In terms of his recent artistic pursuits and moving into other realms, Goines stresses that, above all, he is not one singular thing. The broad label of “artist” is the one he prefers, and what he’s looking toward in the future.
This past summer, he released one of his first studio projects in eight years, a track entitled “Black America” with a charged music video to accompany it, featuring the words of Martin Luther King Jr. and showing Goines being lynched with an American flag while he raps:
To be black in this country / you ask me? It’s ugly / slave with no chains but they captured and hung me / my statements are honest / the Godless in Congress / who gives a ** about charges / when the pigs use my pigment for charges.
“I’ve been harassed by police and beaten up, and experienced racism in the military,” Goines says of the track. “When the BLM movement came up, I felt like I had to say something. It would be wrong if I didn’t. It came to me like any other song, easy and clear, and very much centered around Black Lives Matter.”
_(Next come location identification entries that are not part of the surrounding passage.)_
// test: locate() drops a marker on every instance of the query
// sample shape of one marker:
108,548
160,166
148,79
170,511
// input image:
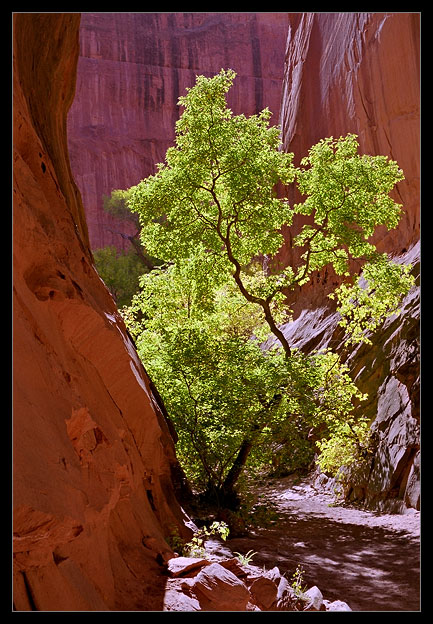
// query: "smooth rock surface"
93,457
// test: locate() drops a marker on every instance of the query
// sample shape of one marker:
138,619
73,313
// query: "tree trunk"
227,487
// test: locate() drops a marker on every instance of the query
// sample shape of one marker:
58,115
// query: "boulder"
218,589
264,592
337,605
183,566
314,599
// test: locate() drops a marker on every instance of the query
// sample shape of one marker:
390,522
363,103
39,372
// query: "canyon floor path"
369,560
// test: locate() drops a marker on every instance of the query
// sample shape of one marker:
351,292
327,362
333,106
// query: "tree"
211,212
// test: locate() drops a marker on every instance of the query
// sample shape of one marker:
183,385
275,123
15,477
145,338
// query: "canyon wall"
132,69
93,459
359,72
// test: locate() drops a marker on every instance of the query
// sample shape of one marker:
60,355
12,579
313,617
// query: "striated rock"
388,371
218,589
93,458
336,605
359,73
183,566
132,69
264,592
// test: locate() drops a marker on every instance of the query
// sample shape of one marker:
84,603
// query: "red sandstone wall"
358,72
131,71
92,457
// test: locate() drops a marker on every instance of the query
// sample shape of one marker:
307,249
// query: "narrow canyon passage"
369,560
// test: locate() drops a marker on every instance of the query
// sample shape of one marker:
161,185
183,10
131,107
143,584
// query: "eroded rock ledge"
93,458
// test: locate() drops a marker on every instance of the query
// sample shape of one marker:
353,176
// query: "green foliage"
245,559
298,585
196,547
120,271
365,305
211,212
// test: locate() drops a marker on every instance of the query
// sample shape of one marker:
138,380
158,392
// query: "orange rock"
132,69
93,457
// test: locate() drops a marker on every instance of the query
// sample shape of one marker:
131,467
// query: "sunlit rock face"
131,71
93,458
359,73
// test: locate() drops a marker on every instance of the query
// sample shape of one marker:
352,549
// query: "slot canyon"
97,485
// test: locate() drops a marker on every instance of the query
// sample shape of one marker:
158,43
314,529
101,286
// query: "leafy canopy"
212,213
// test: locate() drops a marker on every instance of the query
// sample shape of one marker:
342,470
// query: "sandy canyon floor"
369,560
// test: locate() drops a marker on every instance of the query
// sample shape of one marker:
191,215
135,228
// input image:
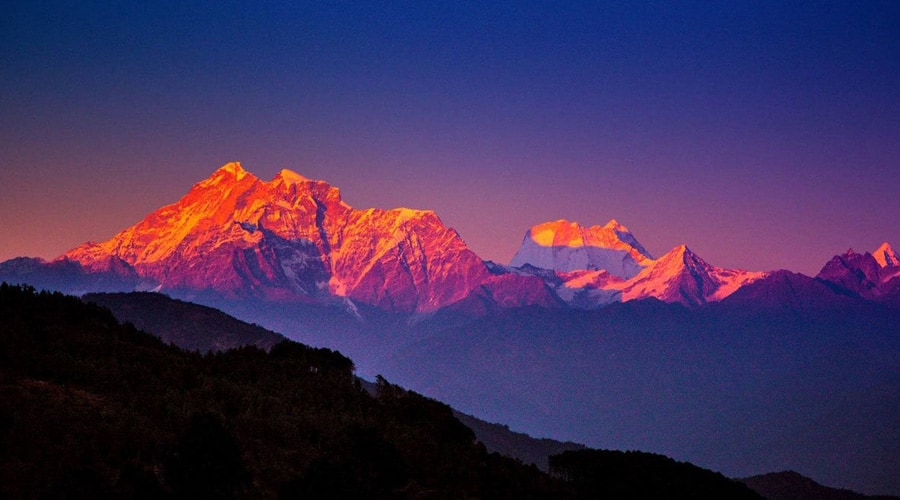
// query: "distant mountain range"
293,239
584,336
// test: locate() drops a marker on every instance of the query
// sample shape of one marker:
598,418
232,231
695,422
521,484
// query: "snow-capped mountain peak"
565,246
292,239
886,256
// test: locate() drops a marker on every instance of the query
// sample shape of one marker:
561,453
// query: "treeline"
91,408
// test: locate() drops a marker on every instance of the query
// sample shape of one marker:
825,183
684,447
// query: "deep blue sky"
762,134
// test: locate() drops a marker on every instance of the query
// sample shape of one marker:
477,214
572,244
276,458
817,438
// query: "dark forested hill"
790,485
91,408
187,325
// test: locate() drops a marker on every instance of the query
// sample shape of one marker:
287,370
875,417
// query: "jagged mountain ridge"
292,239
592,267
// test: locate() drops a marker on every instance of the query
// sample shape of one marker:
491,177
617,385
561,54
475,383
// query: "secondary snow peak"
565,246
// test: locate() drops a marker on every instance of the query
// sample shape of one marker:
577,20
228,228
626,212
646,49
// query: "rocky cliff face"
292,239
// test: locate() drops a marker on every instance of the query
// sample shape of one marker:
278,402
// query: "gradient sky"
763,134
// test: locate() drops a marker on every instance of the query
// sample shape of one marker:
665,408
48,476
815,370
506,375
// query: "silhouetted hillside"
92,408
790,485
187,325
530,450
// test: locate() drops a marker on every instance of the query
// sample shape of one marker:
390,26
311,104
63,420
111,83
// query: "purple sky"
762,135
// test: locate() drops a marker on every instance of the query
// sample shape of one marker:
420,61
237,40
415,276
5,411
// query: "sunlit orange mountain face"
295,239
583,336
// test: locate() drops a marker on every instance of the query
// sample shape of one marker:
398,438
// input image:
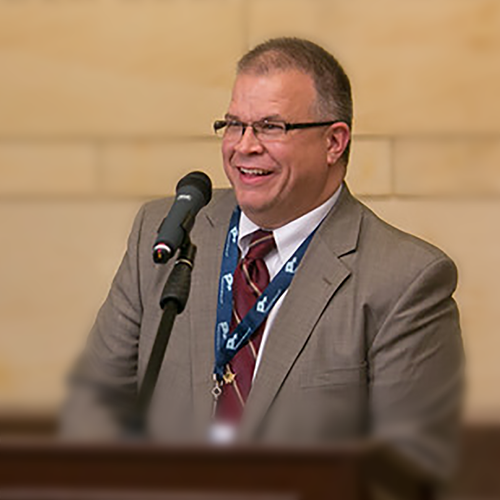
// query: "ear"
338,137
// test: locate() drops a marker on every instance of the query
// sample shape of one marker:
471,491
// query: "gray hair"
333,88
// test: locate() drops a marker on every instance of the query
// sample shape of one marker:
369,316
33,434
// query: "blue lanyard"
228,343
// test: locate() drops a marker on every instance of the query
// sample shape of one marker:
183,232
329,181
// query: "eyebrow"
229,116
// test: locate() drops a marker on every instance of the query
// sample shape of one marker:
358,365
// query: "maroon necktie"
251,277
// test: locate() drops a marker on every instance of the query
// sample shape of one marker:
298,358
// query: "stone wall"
106,103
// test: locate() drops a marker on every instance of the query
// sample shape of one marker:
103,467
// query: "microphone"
193,192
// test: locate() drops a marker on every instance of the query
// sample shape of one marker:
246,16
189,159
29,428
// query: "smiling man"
328,323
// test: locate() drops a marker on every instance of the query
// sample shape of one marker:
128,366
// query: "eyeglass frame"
220,124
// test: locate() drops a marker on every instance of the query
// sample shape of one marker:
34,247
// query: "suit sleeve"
416,368
103,383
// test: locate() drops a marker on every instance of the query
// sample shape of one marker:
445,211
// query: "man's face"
299,174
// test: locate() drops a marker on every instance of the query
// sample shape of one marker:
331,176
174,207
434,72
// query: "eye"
234,124
271,128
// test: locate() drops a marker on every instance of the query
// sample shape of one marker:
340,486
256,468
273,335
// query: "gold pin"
229,376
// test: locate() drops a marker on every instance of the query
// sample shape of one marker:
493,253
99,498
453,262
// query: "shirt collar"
288,237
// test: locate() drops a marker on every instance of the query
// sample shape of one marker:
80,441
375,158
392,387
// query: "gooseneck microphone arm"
173,301
193,192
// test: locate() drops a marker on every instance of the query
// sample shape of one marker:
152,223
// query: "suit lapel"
319,276
212,229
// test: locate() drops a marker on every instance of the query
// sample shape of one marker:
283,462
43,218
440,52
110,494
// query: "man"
364,340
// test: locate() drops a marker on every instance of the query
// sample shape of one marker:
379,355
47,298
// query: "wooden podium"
63,471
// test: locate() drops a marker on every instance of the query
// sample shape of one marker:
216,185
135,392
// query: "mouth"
254,172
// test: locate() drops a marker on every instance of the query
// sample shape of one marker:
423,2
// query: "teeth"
253,171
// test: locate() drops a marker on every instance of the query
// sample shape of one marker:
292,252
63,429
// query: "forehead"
286,94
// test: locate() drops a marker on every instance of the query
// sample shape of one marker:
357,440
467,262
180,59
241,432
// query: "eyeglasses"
263,129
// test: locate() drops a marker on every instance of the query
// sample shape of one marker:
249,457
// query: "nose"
248,143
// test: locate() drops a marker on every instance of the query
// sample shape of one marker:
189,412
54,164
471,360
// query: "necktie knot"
261,244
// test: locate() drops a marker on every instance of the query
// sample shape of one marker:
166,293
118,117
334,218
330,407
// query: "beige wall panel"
369,170
154,168
466,231
56,264
273,18
47,169
416,67
447,167
111,67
This translates deeply into Goines’ experience living in Boulder, a city notoriously lacking diversity.
“I’ve been here almost three years but I still feel like an outsider, and like, it’s hard for people to see me as a person,” Goines says. “This city is not as liberal as it’s made out to be. I’ve been called the n-word to my face out here. I love Boulder, this is my town too, and I love it. But when you’re the only person you know like yourself in a place, it’s hard to connect.”
Boulder’s music scene, he says, is just about as diverse as the city; a lot of EDM, folk and jam bands come through town, and while Goines professes a deep love for all music, he can’t deny how badly he wants the hip-hop scene to flourish here. For him, variety is everything: “You shouldn’t limit yourself to just one or even a few sounds.”
Looking into the new year, Goines says, he would like to get back to making music while still advocating for cannabis use to aid in mental health and wellness.
“I’m trying so hard to advocate for (cannabis),” he says. “It’s been a great source of relief for my anxiety and depression. I think a lot of people don’t understand how much it helps people dealing with these issues.”
Aside from his mental health advocacy, Goines’ desire to get back into the studio is definitely on the horizon — before the COVID-19 pandemic hit the U.S. back in March, he was already working on a new album which was, of course, put on hold indefinitely. That being said, Goines isn’t discouraged.
“I always create music, even when I’m not putting it out,” he says. “The new music I’m working on is really a true reflection of who I am now, and my newfound beliefs and thoughts; you can expect different styles, concepts and introspective lyricism and songwriting. One of the main reasons I stepped away from music was because I’ve been on a path of healing and discovery. Now that my wounds have been tended to, I can really share with others what’s on my mind and heart. I’m just pouring my soul into what’s coming next.”